Presented in partnership with Leon County Government. This program is the first in a collaborative podcast series in partnership with Florida Humanities. Confused about Juneteenth vs. May 20? Join us for a conversation about the process of Emancipation. From the hearts of the enslaved, to the dreams of freedmen, to the urgent pleas of today’s black American citizens, the journey toward the full franchise of freedom lives on.
You can watch this program online here.
From the hearts of the enslaved, to the dreams of freedmen, to the urgent pleas of today’s black American citizens, the journey toward the full franchise of freedom lives on.

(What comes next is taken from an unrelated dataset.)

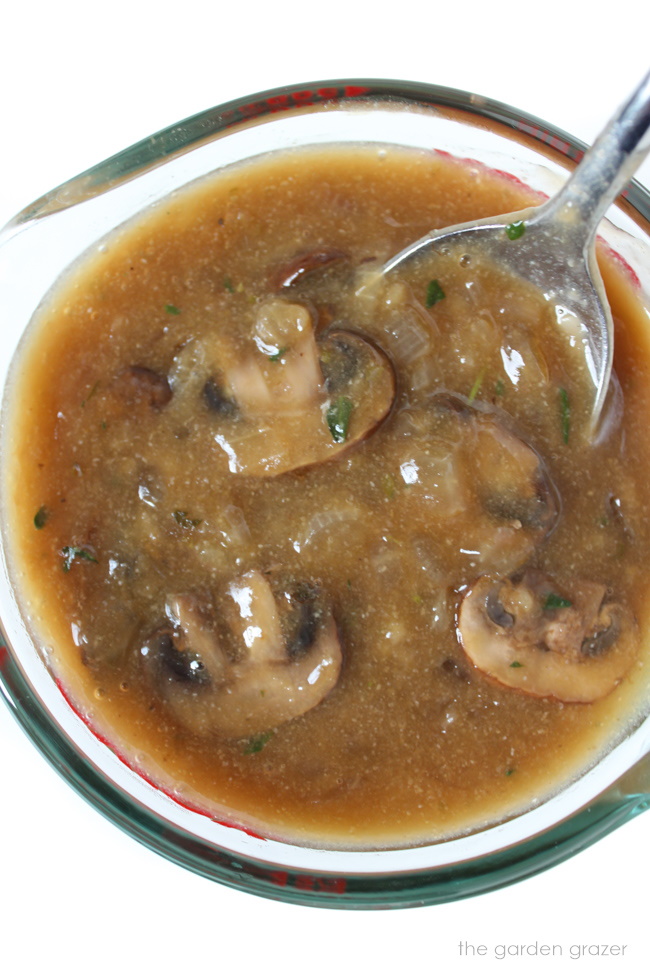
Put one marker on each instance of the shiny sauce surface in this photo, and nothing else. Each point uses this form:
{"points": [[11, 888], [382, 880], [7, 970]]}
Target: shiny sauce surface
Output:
{"points": [[223, 406]]}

We’ll celebrate what’s come before — and consider what’s yet to be done.
This year’s Created Equal event commemorates Emancipation Day in Florida, which is recognized on May 20. More than two years after President Lincoln signed the Emancipation Proclamation, Union General McCook announced Emancipation to the state of Florida from the Knott House in Leon County on May 20, 1865.
The journey toward freedom that began 156 years ago, continues today in our community. On Thursday, May 20th at 6:30 p.m. we’ll celebrate this legacy and consider our generation’s work still to do.
Across the years, across the state — we’ll connect our past, present and future to consider the legacy of Emancipation Day in Florida. To honor the past and look to the future, Created Equal 2021 will highlight both local and state-wide historians as they discuss Florida’s history of enslavement, civil rights and how we continue to stretch towards freedom today.
MEET OUR PANEL
Dr. Larry Rivers is a Distinguished Professor of History at Florida A&M University (FAMU) in Tallahassee. He brings a rich background of knowledge to the panel as a respected author, historian, and scholar. Dr. Rivers has authored or co-authored eight books on various aspects of Southern History in addition to over 60 scholarly articles and book reviews in professional refereed journals. His book Slavery in Florida: Territorial Days to Emancipation captured three national awards, and his book Rebels and Runaways: Slave Resistance in 19th Century Florida received two history awards. Dr. Rivers’ most recent work is Father James Page: An Enslaved Preacher’s Climb to Freedom!
Althemese Barnes founded the John G. Riley Museum in 1996. A year later, she established the Florida African American Heritage Preservation Network, a statewide professional museum association that serves as a resource in preserving Florida’s African American culture. Ms. Barnes has served as its director in the years since. She is a member of the National Board-Institute of Museum and Library Services, the National Association of African American Museums, and the National Trust for Historic Preservation, in addition to other memberships. Ms. Barnes is responsible for over 23 historical publications such as books, documentaries, a short film based on research conducted by graduate-level interns, subject experts, and personal oral history interviews.
Dr. Paul Ortiz is the director of the Samuel Proctor Oral History Program and professor of history at the University of Florida. Dr. Ortiz brings a unique perspective to the panel being an accomplished author and consultant speaking on African American and Black experiences in Florida and beyond. Dr. Ortiz’s book Emancipation Betrayed: The Hidden History of Black Organizing and White Violence in Florida from Reconstruction to the Bloody Election of 1920 was described by Beyondchron.org “As both an essential teaching of American history and a critical resource for understanding grassroots organizing today.” He also served as a consultant and featured narrator for the PBS series from Henry Louis Gates, Jr. titled: The Black Church: This is Our Story, This is Our Song.